Job Title: Senior Data Engineer
Experience: 8–12 Years
Location: Remote
Shift Timings: 11 am-8:30 pm IST
Job Summary:
We are seeking an experienced and highly skilled Senior Data Engineer with strong expertise in Databricks, data architecture, and integration of AI/ML models. The ideal candidate will have 8–12 years of experience in data engineering, and a proven track record in building scalable data platforms, architecting complex data pipelines, and supporting machine learning workflows in a cloud-based environment.
Key Responsibilities:
Design, build, and maintain scalable data pipelines using Databricks and Apache Spark.
Develop and maintain robust data architecture and ETL/ELT frameworks for structured and unstructured data.
Collaborate with Data Scientists and ML Engineers to enable end-to-end ML model pipelines — from data ingestion and feature engineering to model deployment and monitoring.
Ensure data quality, integrity, and governance across various data sources and systems.
Optimize data processing jobs for performance and cost-effectiveness in cloud environments (preferably Azure or AWS).

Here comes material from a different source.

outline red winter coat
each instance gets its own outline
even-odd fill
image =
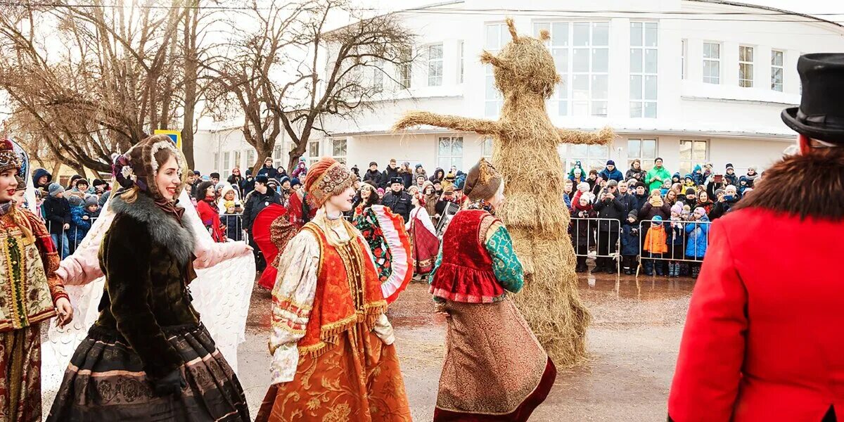
[[[820,422],[830,406],[844,420],[844,154],[820,164],[785,159],[712,225],[668,398],[675,422]],[[782,189],[796,175],[813,181]]]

Implement best practices for CI/CD, data versioning, and workflow orchestration (e.g., using Airflow, MLflow, Delta Lake, etc.).
Required Skills and Qualifications:
8–12 years of experience in data engineering, with a strong background in big data technologies.
Expertise in Databricks, Apache Spark, Delta Lake, and associated cloud data services.
Solid experience in designing and implementing data lakehouses, data warehouses, and real-time/streaming data pipelines.
Proficient in Python, SQL, and at least one cloud platform (Azure preferred; AWS/GCP also acceptable).
Strong understanding of ML lifecycle, including feature stores, model training, and inference pipelines.
Hands-on experience integrating and scaling AI/ML models in production environments.
Experience with CI/CD tools, infrastructure as code, and version control (e.g., Git, Terraform).
Preferred Qualifications:
Experience with Kafka, Event Hubs, or other streaming platforms.
Familiarity with MLOps practicesandtools.